Meerkats Keep Dropping Dead From Heart Failure
At the start of the spring of 2015, Jeffrey, a three-year-old meerkat, was happily eating, tussling with his brothers, and surveying zoo patrons from his usual perch, his forepaws gathered and his black-tipped snout aloft. But one day in April, his caretakers discovered him in his enclosure, so weak that he could barely lift his head. By the time he was brought to Eric Baitchman, the head vet at Massachusetts’s Stone Zoo, Jeffrey was losing consciousness. Baitchman nudged a tube down his patient’s straw-size throat to help him breathe; an ultrasound revealed a heart in failure.
Eight days later, despite a strict regimen of meds, Jeffrey was dead. And within the next three years, both of Jeffrey’s brothers—two of the zoo’s remaining three meerkats—would die in similar ways.
All three brothers were diagnosed with dilated cardiomyopathy, or DCM, a serious condition in which the muscles of the heart weaken and expand, compromising the organ’s ability to pump blood. Before Jeffrey, Baitchman had never seen the disease in a meerkat, and he wondered if the family at Stone Zoo had simply been a fluke.
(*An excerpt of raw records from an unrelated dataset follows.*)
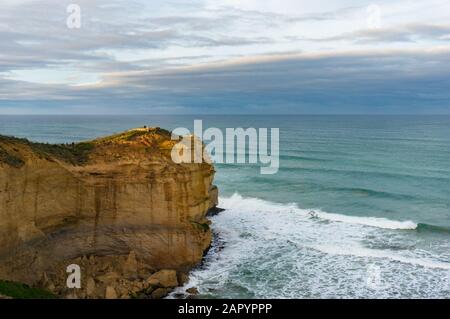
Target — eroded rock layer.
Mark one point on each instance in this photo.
(101, 201)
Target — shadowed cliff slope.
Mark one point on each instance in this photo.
(118, 206)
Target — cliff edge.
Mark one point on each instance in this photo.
(119, 207)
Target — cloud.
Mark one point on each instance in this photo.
(223, 56)
(349, 82)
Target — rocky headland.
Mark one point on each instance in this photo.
(119, 207)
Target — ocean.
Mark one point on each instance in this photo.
(360, 207)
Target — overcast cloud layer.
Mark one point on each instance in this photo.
(225, 56)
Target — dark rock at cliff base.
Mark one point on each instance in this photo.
(118, 207)
(214, 211)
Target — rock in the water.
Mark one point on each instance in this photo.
(182, 278)
(160, 293)
(110, 293)
(192, 291)
(165, 278)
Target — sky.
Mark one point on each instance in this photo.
(225, 57)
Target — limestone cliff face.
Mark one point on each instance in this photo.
(105, 198)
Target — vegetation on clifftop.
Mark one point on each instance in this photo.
(22, 291)
(76, 153)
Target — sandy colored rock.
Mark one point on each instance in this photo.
(111, 205)
(131, 266)
(90, 286)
If it wasn’t, he thought, perhaps the disease had genetic roots. Finding them might be key to saving future generations of meerkats—or maybe even people with similarly faulty hearts.
Baitchman, who is on the leadership team of Zoo New England, reached out to other zoos with families of meerkats—and quickly began to hear a chorus of “Yes, us too.” Michael Garner, a pathologist who examined Jeffrey’s heart, confirmed the same pattern: For years, vets from around the country had been sending him misshapen meerkat hearts, normally the diameter of a walnut but many now ballooned out to the size of a large apricot. According to an analysis Garner did in 2017, about a quarter of meerkat deaths in an American-zoo pathology database were linked to some sort of cardiac disease, among which DCM looked to be an especially common cause.
Everything Baitchman has since learned about how this disease manifests in meerkats points to his original hunch: “It almost had to be hereditary,” he told me. In partnership with a team of genomics experts, he has spent the past several years collecting dozens of tissue samples from zoo meerkats across the U.S. for genetic analysis. The team is still in the process of analyzing the 86 genomes they’ve amassed, and haven’t yet pinpointed genes clearly linked to DCM. But one of Baitchman’s collaborators, Alexander Bick, a geneticist at Vanderbilt, told me that he is hopeful that one will show up, because the condition is so easily passed on. If just one meerkat parent has it, about half of their kids seem to get it, too.
[Read: Something mysterious is killing captive gorillas]
Bick is interested in meerkat hearts in part because DCM is one of the most common cardiomyopathies in humans, too, and a leading reason for heart transplants. The condition can be managed with medications and implants, but eventually, many people’s hearts still fail. And although genetics is thought to play a role in the majority of human DCM cases, only about a third of them have a mutation with a known connection to the disease, Bick told me. As families have shrunk in recent decades, common genetic mistakes have been harder to trace using the traditional method of mapping a disease’s presence in sprawling family trees; certain populations of wild meerkats, inbred for generations, seem to have almost the opposite issue. The meerkat population spread across American zoos also appears to be made up of all, roughly, half-cousins, based on scientists’ best estimates—“essentially all part of one enormous family tree,” Bick told me.
In recent years, plumbing the genomes of other animals has proved remarkably useful for human medicine. Dog genomes have helped researchers better understand human airway diseases, pain disorders, cancers, birth defects, and sleep disorders; studies in rhesus macaques yielded insights into the genes that influence alcohol consumption and endometriosis. The next big treatment for the lethal neurological disease Tay-Sachs could come from genetic research into cats.
There’s no guarantee that meerkat genetics will reveal anything about ours. The genomes of certain breeds of dogs, which develop DCM as well, have been thoroughly scoured for clues about the disease. But the genes that underlie DCM in canines have shown almost no overlap with those in people, Katie Nadolny, a veterinary cardiologist who has been studying DCM in meerkats, told me.
And meerkats are much less well understood than dogs are. Researchers don’t have a strong sense of what healthy meerkat hearts look like in the wild, Rachel Johnston, a genomics expert at the Broad Institute and Zoo New England, who has been collaborating with Baitchman, told me. They’re also unsure how common DCM might be in nature, where many meerkats live in more diverse populations, eat more varied diets, and more often die from infectious disease, or predation, or simply because they’re “famously homicidal,” Jenny Tung, a researcher at the Max Planck Institute for Evolutionary Anthropology who is studying the genetics of wild meerkats, told me. Asking how different a captive population might be is a natural next step. Those questions might not yield benefits for humans, or even meerkats outside of zoos. But whatever answers researchers find could save meerkats like Jeffrey, before their hearts quietly fail.